We’re almost two weeks removed from the school shootings in Parkland, Florida at Marjory Stoneman Douglas High School that left 17 dead and many more injured. And while the wound is still new, still fresh, and still deep, something feels different this time around.
There’s a sea change coming.
Originally when I decided that I was going to write about “A Warm Place” from Nine Inch Nails’ 1994 album The Downward Spiral for this column, I thought my focus would be on teenage depression and suicidal thoughts, that veritable stew of adolescent emotion and hormones once bringing me to the edge of the cliff myself when I was 15. I thought I would write about that instrumental, cold and haunting to me in my bedroom anguish, alone in the dark with my thoughts and sounds. And then I thought maybe I would write about how important music was to me at the time, Trent Reznor’s body of work in particular, and how maybe it, along with an amazing group of people I will be eternally grateful to have as my friends, saved my life, and that whole song and dance.
But then I started watching these kids, these survivors and heroes on television, and I began reading their thoughts and tweets, witnessing their bravery, and my whole inner outline just started to feel a little too self-absorbed, a little too vain or conceited.
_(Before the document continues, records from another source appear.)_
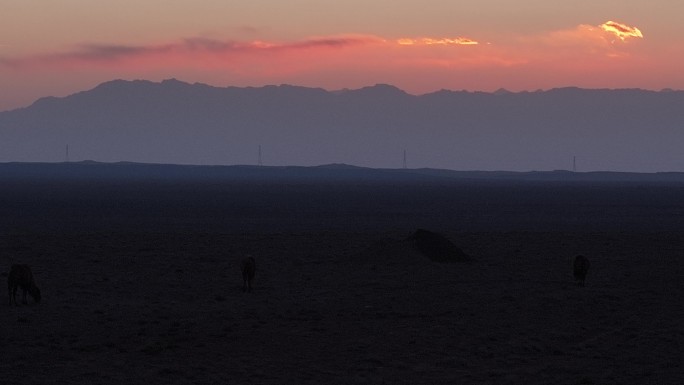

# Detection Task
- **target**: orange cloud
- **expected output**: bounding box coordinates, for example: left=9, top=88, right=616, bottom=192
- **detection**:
left=599, top=21, right=644, bottom=41
left=397, top=37, right=479, bottom=45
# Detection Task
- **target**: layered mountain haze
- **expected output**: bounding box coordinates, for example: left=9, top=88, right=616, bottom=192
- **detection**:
left=0, top=79, right=684, bottom=172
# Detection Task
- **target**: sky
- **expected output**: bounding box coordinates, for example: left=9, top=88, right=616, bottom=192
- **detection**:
left=0, top=0, right=684, bottom=111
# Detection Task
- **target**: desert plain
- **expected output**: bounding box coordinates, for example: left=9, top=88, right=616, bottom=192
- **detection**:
left=0, top=164, right=684, bottom=384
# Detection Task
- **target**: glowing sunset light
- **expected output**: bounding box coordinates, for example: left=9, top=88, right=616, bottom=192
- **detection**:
left=397, top=37, right=480, bottom=45
left=600, top=21, right=644, bottom=41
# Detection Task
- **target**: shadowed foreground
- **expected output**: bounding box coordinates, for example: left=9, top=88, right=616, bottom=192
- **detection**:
left=0, top=233, right=684, bottom=384
left=0, top=176, right=684, bottom=384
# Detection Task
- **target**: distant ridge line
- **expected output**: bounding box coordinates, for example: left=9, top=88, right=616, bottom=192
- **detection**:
left=0, top=160, right=684, bottom=183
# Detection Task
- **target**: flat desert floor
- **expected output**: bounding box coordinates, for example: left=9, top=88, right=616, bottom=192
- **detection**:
left=0, top=176, right=684, bottom=384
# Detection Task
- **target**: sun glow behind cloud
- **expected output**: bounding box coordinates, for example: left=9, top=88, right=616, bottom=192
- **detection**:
left=0, top=21, right=676, bottom=111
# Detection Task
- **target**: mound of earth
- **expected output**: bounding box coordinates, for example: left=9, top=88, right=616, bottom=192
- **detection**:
left=411, top=229, right=472, bottom=263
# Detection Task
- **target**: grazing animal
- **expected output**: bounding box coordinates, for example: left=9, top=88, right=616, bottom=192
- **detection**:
left=7, top=265, right=40, bottom=306
left=572, top=254, right=591, bottom=286
left=240, top=257, right=256, bottom=292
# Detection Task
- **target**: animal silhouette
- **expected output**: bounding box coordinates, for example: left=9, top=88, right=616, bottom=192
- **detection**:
left=240, top=256, right=256, bottom=292
left=7, top=265, right=41, bottom=306
left=572, top=254, right=591, bottom=286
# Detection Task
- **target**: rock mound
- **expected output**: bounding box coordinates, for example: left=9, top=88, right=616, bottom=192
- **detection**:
left=410, top=229, right=472, bottom=263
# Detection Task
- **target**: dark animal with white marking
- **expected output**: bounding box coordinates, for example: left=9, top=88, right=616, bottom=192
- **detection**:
left=7, top=265, right=40, bottom=306
left=240, top=257, right=256, bottom=292
left=572, top=254, right=591, bottom=286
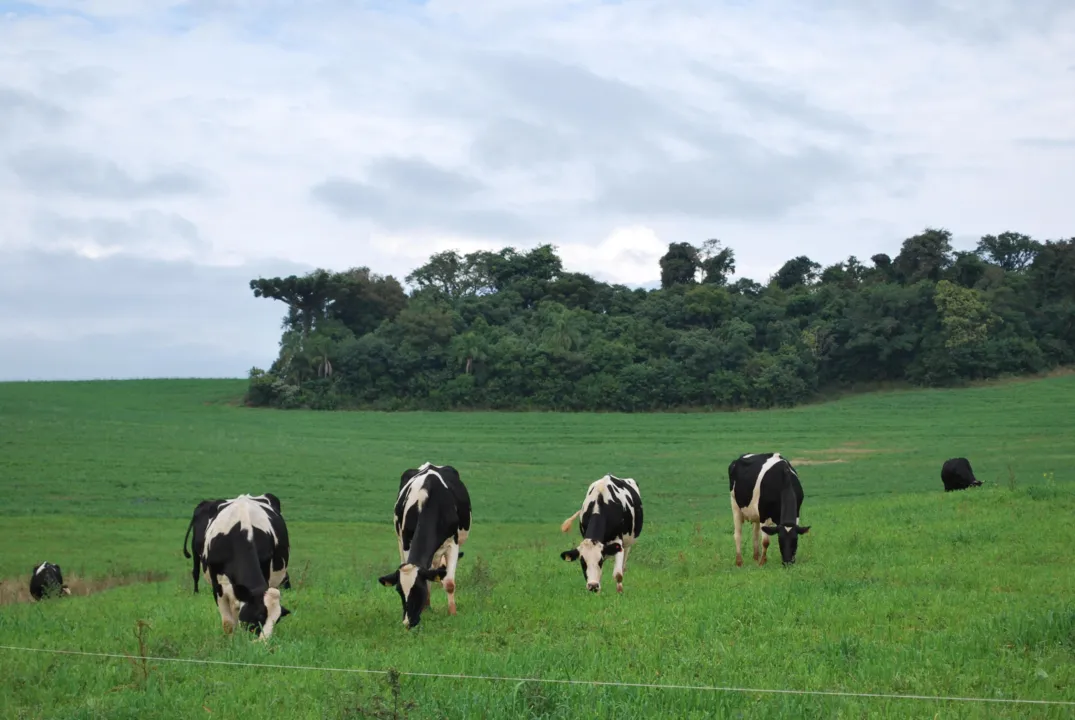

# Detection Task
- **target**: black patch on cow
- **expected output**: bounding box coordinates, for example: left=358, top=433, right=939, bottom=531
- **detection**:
left=30, top=562, right=70, bottom=600
left=202, top=496, right=290, bottom=635
left=941, top=458, right=981, bottom=492
left=728, top=452, right=809, bottom=565
left=377, top=464, right=471, bottom=629
left=560, top=474, right=643, bottom=579
left=183, top=499, right=227, bottom=592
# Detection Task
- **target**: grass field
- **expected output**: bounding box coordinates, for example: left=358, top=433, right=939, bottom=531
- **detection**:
left=0, top=376, right=1075, bottom=720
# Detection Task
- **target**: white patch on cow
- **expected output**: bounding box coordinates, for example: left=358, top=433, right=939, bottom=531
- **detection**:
left=392, top=462, right=448, bottom=534
left=732, top=452, right=784, bottom=522
left=202, top=494, right=276, bottom=549
left=728, top=452, right=798, bottom=565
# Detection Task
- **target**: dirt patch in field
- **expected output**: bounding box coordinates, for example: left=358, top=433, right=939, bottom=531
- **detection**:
left=791, top=441, right=900, bottom=465
left=0, top=571, right=168, bottom=605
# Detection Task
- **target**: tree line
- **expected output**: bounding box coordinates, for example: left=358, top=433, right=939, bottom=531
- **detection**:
left=246, top=228, right=1075, bottom=412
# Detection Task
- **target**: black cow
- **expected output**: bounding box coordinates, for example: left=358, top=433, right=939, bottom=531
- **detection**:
left=30, top=562, right=71, bottom=600
left=183, top=499, right=227, bottom=592
left=202, top=492, right=290, bottom=638
left=941, top=458, right=981, bottom=492
left=728, top=452, right=809, bottom=566
left=377, top=462, right=471, bottom=629
left=560, top=475, right=642, bottom=592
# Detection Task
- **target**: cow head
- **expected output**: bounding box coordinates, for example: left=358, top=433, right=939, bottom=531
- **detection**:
left=377, top=563, right=448, bottom=630
left=560, top=538, right=624, bottom=592
left=239, top=588, right=291, bottom=639
left=761, top=525, right=809, bottom=565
It all felt too mopey and dire, and that’s not where I want my heart to be. It needs to be stronger these days.
Like those kids.
When I was in high school, we weren’t concerned with the possibility that we could all be murdered in our classrooms. Columbine was still a couple of years away and we had (some) good gun laws on the books. And so we were all just stuck up our own assholes the way teenagers are supposed to be. Self-centered narcissists. Me, me, me. There was hardly ever a bigger picture.
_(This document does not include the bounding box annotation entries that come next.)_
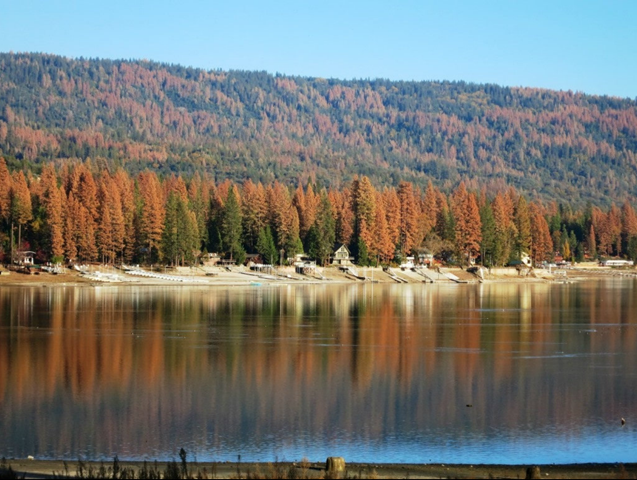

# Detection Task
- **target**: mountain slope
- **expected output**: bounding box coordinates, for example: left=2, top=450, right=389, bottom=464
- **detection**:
left=0, top=54, right=637, bottom=203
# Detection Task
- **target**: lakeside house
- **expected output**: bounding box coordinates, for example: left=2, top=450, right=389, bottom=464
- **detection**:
left=332, top=245, right=353, bottom=266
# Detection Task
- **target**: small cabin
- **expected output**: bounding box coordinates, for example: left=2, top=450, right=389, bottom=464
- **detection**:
left=599, top=259, right=635, bottom=267
left=16, top=251, right=35, bottom=266
left=294, top=261, right=316, bottom=275
left=332, top=245, right=353, bottom=265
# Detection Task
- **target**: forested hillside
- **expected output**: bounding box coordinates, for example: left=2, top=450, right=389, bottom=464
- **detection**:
left=0, top=54, right=637, bottom=208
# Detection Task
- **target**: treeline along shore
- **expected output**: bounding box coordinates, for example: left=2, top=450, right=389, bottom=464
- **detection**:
left=0, top=459, right=637, bottom=479
left=0, top=158, right=637, bottom=267
left=0, top=157, right=637, bottom=267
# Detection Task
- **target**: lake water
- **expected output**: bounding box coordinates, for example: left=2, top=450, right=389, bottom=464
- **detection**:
left=0, top=279, right=637, bottom=464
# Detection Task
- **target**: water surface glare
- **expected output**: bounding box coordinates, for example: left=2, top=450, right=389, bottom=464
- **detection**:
left=0, top=279, right=637, bottom=464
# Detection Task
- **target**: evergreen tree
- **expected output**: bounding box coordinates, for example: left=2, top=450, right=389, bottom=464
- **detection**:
left=41, top=164, right=64, bottom=262
left=480, top=203, right=496, bottom=266
left=515, top=195, right=532, bottom=260
left=307, top=191, right=336, bottom=265
left=11, top=171, right=33, bottom=255
left=256, top=225, right=279, bottom=265
left=221, top=188, right=243, bottom=260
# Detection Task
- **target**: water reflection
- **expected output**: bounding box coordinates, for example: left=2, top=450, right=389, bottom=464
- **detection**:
left=0, top=281, right=637, bottom=463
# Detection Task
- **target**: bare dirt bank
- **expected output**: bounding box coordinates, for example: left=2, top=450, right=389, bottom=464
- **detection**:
left=0, top=459, right=637, bottom=479
left=0, top=266, right=637, bottom=287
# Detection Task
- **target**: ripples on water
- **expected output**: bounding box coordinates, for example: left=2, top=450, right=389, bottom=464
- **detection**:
left=0, top=280, right=637, bottom=463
Things began to change. Things began to fall apart. There was indeed a bigger picture, and it was terrifying and real. And then over the last two decades as we saw more and more people being gunned down in schools, universities, churches, movie theaters, nightclubs, and concerts, the bodies of children stacking up like so many statistics, our government officials tepid and inactive again and again, condescending and greedy, the same infuriating script playing out over and over again like the worst drama ever penned, a certain degree of fatalism kicked in. It felt like defeat.
I used to say that the gun debate ended in 2012 after Sandy Hook. That was when our elected representatives looked at the bodies of 20 slaughtered 6-year-olds and said okay. That was when I gave up.
But now I see these Florida kids demanding action and refusing to yield. They’re not in shock anymore, they’re angry. And we should be too. No more fatalism. No more defeatism. No more shock. We all need to be fucking pissed off. We all need to be like these awesome kids in Florida. They give me hope for my boys in a time when hope is invaluable.
They are my heroes.
So now, I’m listening to “A Warm Place” in a new context. I’m trying to hear it through hopeful ears instead of despair, and it’s not the dark and somber song I remember. It’s warmer now (no pun intended), still melancholy and reflective, but no longer steeped in desperation. At 15, it felt like the bottom of the abyss, and now at 38 it feels like climbing back out on the other side. No more fatalism. That’s the way I’m going to hear it from here on out (or maybe sometimes as the unintentional rip-off of David Bowie’s “Crystal Japan”*).
*It’s okay. Bowie was cool about it.
Rereading this column now at age 45, and i cried a little because nothing fundamentally changed.